Préférer des propos clairs aux doux euphémismes
Avvenire s'exprime ainsi :
«Dans cette guerre, il faut nommer les choses par leur nom et utiliser le terme de 'crimes'. Il s'agit bel et bien de crimes et non de dommages collatéraux, ni d'autres euphémismes inacceptables. D'où la nécessité de définir clairement le chef d'accusation et d'émettre des mandats d'arrêt. Ils ne sont certes pas reconnus par tous les Etats de la communauté internationale puisque certains pays, dont précisément la Russie, les Etats-Unis et la Chine, ne reconnaissent pas l'autorité de la CPI. ... Mais ces actes formels nous empêchent de fermer les yeux. Ils ont l'avantage de nommer les choses par leur nom.»

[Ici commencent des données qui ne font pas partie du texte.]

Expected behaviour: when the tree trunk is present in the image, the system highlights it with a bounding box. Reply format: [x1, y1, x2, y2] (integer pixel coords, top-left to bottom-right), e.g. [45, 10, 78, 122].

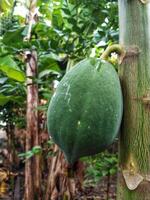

Une décision presque sans conséquences immédiates
Ukrajinska Prawda émet des réserves quant à l'impact réel qu'aura le mandat d'arrêt émis à l'encontre de Poutine sur sa liberté de mouvement :
«Premièrement, cela fait longtemps que Poutine ne s'est plus rendu à l'étranger, sauf pour rendre visite à ses plus proches partenaires. ... Deuxièmement, les 123 pays représentent une large majorité [des pays signataires de la CPI] mais pas la totalité. Presque tous les Etats d'Asie et d'Afrique du Nord par exemple ne reconnaissent pas la compétence de la CPI. ... Les Etats-Unis n'en font pas non plus partie, de sorte que Poutine pourrait s'y rendre sans risquer de se faire arrêter sur la base d'un mandat d'arrêt émis par La Haye.»
Milošević non plus n'avait pas été arrêté immédiatement
Qui sait aujourd'hui les conséquences concrètes que cette décision pourrait avoir plus tard, s'interroge Rzeczpospolita :
«Cette décision historique a avant tout une signification symbolique. La cour pénale de La Haye adresse un message aux criminels : vous ne pouvez pas dormir tranquille car vous n'êtes pas en sécurité ! ... Il est vrai que la Russie n'est pas signataire du traité, et que pour l'instant, ni Poutine, ni Maria Lvova-Belova n'auraient l'intention de quitter le pays. Mais la vie est faite de surprises. Slobodan Milošević ou Radovan Karadžić, n'ont pas non plus été arrêtés immédiatement.»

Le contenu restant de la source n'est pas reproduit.